Rangers call up ex-Jayhawk

Third baseman Metcalf makes jump from Double-A Frisco to big-league team

Friday morning, Travis Metcalf was sitting in the batting cages in San Antonio, preparing for another ho-hum day as a Double-A ballplayer.

By sundown, he’d taken a 31â2-hour bus ride to Houston – mostly spent staring silently out the window – dressed for three innings as a certified big-leaguer and capped his night waiting for bags to arrive at the Four Seasons Hotel.

During batting practice with his Frisco (Texas) RoughRiders teammates, Metcalf learned he had been promoted past Triple-A as the newest member of the Texas Rangers.

“It seems like everyone found out before I even knew,” said Metcalf, who turned his freshly charged cell phone on to leaf through nearly 40 text messages and an earful of voicemails.

The roster move was made early Friday after it was reported that Texas’ two-time All-Star third baseman, Hank Blalock, would miss 10-12 weeks due to impending surgery to remove a rib.

Metcalf, who in 2005 was the Rangers’ minor-league Player of the Year, through 38 games this year with Frisco had been hitting .294 with 11 doubles, six home runs and a team-high 25 RBIs.

In a three-year career at KU from 2002-04, Metcalf set the Jayhawks’ single-season home run record with 18 as a junior. His 29 bombs in his Jayhawk career are also a school record, which no current player has a legitimate shot of touching. Following his record-setting junior campaign, the Rangers took the Wamego native in the 11th round of the amateur draft.

Metcalf was not surprised to leapfrog Triple-A.
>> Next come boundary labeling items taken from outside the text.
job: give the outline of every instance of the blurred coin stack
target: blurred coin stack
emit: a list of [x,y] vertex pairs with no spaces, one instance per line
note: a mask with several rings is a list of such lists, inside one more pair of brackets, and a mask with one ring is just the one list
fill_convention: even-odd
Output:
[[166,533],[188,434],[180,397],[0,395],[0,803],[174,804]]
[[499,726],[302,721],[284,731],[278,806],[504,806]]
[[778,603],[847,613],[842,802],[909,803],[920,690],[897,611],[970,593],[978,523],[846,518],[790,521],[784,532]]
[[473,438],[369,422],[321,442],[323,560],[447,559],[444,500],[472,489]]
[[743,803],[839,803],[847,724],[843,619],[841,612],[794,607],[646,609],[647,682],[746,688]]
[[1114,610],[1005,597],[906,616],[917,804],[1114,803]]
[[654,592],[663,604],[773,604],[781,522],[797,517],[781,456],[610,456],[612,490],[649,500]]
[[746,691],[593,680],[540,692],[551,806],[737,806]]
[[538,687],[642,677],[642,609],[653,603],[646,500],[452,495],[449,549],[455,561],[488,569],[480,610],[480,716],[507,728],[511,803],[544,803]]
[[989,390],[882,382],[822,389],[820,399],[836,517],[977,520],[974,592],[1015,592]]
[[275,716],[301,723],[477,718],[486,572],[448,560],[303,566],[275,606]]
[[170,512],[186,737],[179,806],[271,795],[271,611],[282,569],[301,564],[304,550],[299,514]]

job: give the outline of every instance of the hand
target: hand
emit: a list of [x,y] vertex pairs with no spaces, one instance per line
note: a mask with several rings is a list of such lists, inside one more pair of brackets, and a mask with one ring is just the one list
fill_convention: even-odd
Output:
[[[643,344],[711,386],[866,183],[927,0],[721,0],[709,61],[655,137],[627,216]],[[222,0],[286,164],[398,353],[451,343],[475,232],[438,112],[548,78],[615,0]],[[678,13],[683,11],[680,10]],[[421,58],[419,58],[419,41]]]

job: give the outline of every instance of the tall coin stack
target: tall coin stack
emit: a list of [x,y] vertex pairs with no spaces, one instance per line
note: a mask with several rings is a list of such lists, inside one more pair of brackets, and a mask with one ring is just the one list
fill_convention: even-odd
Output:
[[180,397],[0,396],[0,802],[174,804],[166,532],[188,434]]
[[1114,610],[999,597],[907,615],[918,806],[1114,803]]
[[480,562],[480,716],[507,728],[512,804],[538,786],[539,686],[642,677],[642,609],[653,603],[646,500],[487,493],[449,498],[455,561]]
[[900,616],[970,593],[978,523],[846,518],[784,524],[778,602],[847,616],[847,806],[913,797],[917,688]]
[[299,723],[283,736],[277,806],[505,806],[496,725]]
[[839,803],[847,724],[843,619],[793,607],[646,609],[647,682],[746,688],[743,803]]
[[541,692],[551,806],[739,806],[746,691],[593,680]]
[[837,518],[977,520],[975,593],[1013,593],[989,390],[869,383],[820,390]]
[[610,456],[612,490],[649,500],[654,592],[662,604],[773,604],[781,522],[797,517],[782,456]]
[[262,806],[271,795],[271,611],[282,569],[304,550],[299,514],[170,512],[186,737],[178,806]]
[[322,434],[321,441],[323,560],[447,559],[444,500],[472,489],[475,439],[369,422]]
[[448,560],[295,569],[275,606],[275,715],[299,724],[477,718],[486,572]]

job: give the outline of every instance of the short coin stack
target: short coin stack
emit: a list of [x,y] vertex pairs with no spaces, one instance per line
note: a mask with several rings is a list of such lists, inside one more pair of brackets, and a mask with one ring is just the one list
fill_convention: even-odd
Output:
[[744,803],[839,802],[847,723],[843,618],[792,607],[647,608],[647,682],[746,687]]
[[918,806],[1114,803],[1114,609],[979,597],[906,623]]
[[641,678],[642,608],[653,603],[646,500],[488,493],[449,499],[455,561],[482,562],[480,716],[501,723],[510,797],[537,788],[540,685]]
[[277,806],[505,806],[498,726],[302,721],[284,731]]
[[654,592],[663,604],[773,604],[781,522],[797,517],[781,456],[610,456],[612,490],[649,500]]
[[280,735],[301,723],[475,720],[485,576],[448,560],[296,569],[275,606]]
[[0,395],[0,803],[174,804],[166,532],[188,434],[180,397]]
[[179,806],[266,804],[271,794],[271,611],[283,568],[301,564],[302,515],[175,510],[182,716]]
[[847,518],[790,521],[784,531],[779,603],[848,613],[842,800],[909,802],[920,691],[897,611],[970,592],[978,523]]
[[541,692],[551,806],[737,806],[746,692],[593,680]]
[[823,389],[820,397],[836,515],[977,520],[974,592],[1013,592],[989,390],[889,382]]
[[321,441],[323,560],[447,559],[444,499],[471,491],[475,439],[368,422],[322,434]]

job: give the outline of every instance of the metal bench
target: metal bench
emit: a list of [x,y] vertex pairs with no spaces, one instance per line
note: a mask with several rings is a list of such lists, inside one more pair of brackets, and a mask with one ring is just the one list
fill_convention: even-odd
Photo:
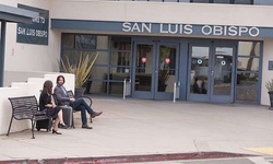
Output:
[[[52,94],[52,96],[54,96],[54,99],[55,99],[55,104],[57,104],[58,106],[61,106],[62,104],[58,101],[56,94]],[[76,98],[84,98],[84,101],[86,102],[86,104],[87,104],[90,107],[92,106],[92,99],[91,99],[91,97],[88,97],[88,96],[78,96],[78,97],[75,97],[74,94],[73,94],[73,92],[72,92],[71,90],[68,91],[68,96],[69,96],[69,97],[74,97],[75,99],[76,99]],[[76,112],[81,112],[81,109],[73,108],[73,114],[76,113]],[[92,122],[92,118],[90,118],[90,119],[91,119],[91,122]],[[74,127],[74,116],[73,116],[73,115],[72,115],[72,127],[75,128],[75,127]]]
[[[39,110],[35,96],[9,97],[9,101],[12,106],[12,116],[7,136],[10,134],[13,118],[16,120],[31,119],[33,139],[35,139],[34,127],[36,120],[49,119],[51,121],[51,117],[47,115],[47,110]],[[51,124],[49,124],[49,126]],[[50,128],[51,127],[48,127],[48,129]]]

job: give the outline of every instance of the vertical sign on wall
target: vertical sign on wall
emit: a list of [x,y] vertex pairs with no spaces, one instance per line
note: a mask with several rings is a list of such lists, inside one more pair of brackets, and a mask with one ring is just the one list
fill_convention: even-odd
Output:
[[48,45],[49,11],[17,4],[17,8],[35,11],[39,17],[33,17],[32,24],[17,23],[17,43]]

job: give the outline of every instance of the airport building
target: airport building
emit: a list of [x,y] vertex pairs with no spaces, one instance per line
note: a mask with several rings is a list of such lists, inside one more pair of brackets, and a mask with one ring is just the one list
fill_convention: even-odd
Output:
[[127,80],[132,98],[270,104],[269,0],[7,0],[0,7],[2,16],[12,17],[13,9],[39,13],[32,24],[1,20],[3,85],[14,72],[58,72],[60,59],[97,51],[86,84],[92,94],[122,96]]

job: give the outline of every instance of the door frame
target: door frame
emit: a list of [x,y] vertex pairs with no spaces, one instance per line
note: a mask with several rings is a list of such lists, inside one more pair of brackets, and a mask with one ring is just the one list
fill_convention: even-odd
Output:
[[[168,92],[158,92],[158,74],[157,74],[157,69],[158,69],[158,62],[159,62],[159,47],[161,45],[170,45],[176,48],[176,71],[175,71],[175,82],[179,80],[179,52],[180,52],[180,40],[168,40],[168,39],[135,39],[132,42],[132,65],[131,65],[131,77],[132,77],[132,97],[134,98],[149,98],[149,99],[173,99],[174,93],[168,93]],[[152,81],[151,81],[151,92],[145,92],[145,91],[135,91],[135,62],[136,62],[136,47],[138,45],[152,45],[153,46],[153,63],[152,63]]]
[[[199,40],[199,42],[189,42],[189,50],[188,50],[188,75],[187,75],[187,101],[193,102],[211,102],[211,103],[234,103],[235,102],[235,79],[236,79],[236,52],[237,52],[237,40]],[[191,55],[192,47],[209,47],[209,69],[207,69],[207,93],[206,94],[194,94],[191,93]],[[212,75],[212,71],[214,70],[214,57],[215,57],[215,48],[216,47],[232,47],[233,48],[233,67],[232,67],[232,82],[230,82],[230,95],[222,96],[222,95],[213,95],[213,86],[214,86],[214,74]]]

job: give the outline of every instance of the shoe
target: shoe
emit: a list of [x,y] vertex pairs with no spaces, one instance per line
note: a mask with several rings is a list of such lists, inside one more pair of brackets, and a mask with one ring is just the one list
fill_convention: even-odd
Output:
[[61,129],[68,129],[68,126],[64,125],[64,124],[59,124],[58,127],[61,128]]
[[61,132],[58,132],[56,130],[52,129],[52,133],[56,133],[56,134],[61,134]]
[[88,125],[83,125],[82,128],[84,128],[84,129],[93,129],[93,128],[90,127]]
[[99,112],[99,113],[93,112],[93,113],[91,114],[91,118],[95,118],[95,117],[97,117],[97,116],[99,116],[99,115],[102,115],[102,114],[103,114],[103,112]]

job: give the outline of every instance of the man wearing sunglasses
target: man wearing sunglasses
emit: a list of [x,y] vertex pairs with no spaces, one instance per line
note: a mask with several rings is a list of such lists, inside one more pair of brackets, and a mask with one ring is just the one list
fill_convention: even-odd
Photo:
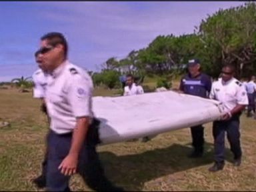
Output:
[[233,65],[224,66],[221,78],[213,83],[211,90],[210,98],[221,101],[225,111],[221,119],[214,121],[213,125],[215,163],[209,169],[211,172],[222,170],[224,167],[225,132],[234,155],[234,166],[239,166],[241,162],[239,117],[248,105],[248,98],[244,86],[233,77],[235,71]]
[[[199,60],[197,59],[189,61],[189,73],[181,79],[179,91],[185,94],[208,98],[211,87],[211,80],[209,76],[201,72]],[[191,127],[192,145],[193,151],[189,157],[200,157],[203,153],[204,127],[198,125]]]
[[91,78],[68,61],[67,51],[63,34],[49,33],[41,38],[38,53],[49,74],[45,99],[51,119],[47,191],[70,191],[70,177],[77,173],[93,190],[122,191],[106,178],[96,151],[99,123],[91,108]]

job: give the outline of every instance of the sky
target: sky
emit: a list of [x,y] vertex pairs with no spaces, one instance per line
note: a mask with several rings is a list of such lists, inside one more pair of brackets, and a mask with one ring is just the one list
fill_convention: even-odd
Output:
[[61,32],[69,60],[99,71],[112,57],[125,58],[147,47],[158,35],[193,33],[219,9],[245,1],[1,1],[0,81],[30,77],[40,37]]

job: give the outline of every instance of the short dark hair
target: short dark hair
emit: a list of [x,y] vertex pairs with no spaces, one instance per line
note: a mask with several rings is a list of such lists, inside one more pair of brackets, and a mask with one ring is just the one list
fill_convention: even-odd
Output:
[[59,32],[51,32],[48,33],[42,37],[41,37],[41,40],[47,40],[49,41],[49,44],[52,46],[56,46],[57,44],[61,44],[64,47],[64,56],[65,58],[67,57],[67,51],[69,46],[67,45],[67,42],[64,35]]
[[224,65],[223,67],[222,67],[222,69],[224,69],[224,68],[229,68],[231,70],[232,73],[235,73],[235,67],[233,65],[231,65],[231,64],[226,64],[226,65]]
[[37,51],[35,53],[35,57],[37,57],[37,55],[39,54],[40,51]]
[[127,74],[126,75],[126,78],[131,77],[131,79],[134,79],[133,75],[131,74]]

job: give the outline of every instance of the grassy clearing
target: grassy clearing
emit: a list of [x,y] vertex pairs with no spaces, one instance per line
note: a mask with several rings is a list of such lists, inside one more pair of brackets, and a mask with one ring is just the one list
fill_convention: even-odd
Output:
[[[149,82],[150,83],[150,82]],[[95,89],[95,95],[113,95],[118,90]],[[39,191],[31,179],[40,173],[45,150],[47,119],[40,101],[31,93],[0,90],[0,117],[11,123],[0,129],[0,190]],[[169,115],[171,115],[171,111]],[[227,142],[223,171],[209,173],[213,162],[211,123],[205,125],[206,153],[190,159],[189,129],[158,135],[148,143],[124,142],[99,146],[106,174],[129,191],[255,191],[256,183],[255,120],[241,118],[243,164],[232,165]],[[78,175],[73,190],[90,190]]]

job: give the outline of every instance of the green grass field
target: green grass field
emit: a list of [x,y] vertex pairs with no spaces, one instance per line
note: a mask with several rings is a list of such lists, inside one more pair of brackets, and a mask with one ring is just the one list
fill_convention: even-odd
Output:
[[[96,89],[95,95],[118,91]],[[40,101],[33,99],[31,92],[0,89],[0,120],[11,123],[0,128],[0,191],[39,191],[31,179],[41,173],[48,129],[39,111]],[[213,157],[211,123],[205,125],[206,153],[201,159],[187,157],[191,149],[189,129],[161,134],[147,143],[123,142],[99,146],[97,150],[106,174],[126,190],[255,191],[255,121],[244,115],[241,117],[241,166],[233,166],[226,142],[226,165],[215,173],[207,170]],[[91,190],[79,175],[70,184],[72,190]]]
“I know they’ve had some stuff happen, and I heard about Hank, and I was thinking like a Triple-A call-up,” he said. “But they always told me there was no need to go to Triple-A as long as I could handle stuff (in Double-A).”

Taking care of business was easier said than done for Metcalf in 2006, following his award-winning season the previous year.

After being promoted to the Texas League from Single-A Bakersfield, his batting average dipped to .221, and another Ranger farmhand, John Whittleman, had jumped him as the organization’s top hot corner prospect.

“Basically it was just adjustments all around,” he said of his struggles. “I went into a slump, and it seemed like everyone was trying to fix me. But I know my swing the best.”

And after self-improvement at the dish, now he’s preparing for his first full day as a major-leaguer, having been given his uniform and a handful of congrats from Ranger veterans such as Kevin Millwood and Michael Young.

Metcalf’s family will make the flight to Houston tonight for the game, the second in a three-day interleague series with the Astros. The right-handed Metcalf could get his first major-league start tonight, with Houston trotting lefty Wandy Rodriguez out to the mound.

“I’m just taking it as, I’m going to get called up, prove myself and play,” he said. “And hopefully put up a couple of numbers while I’m here.”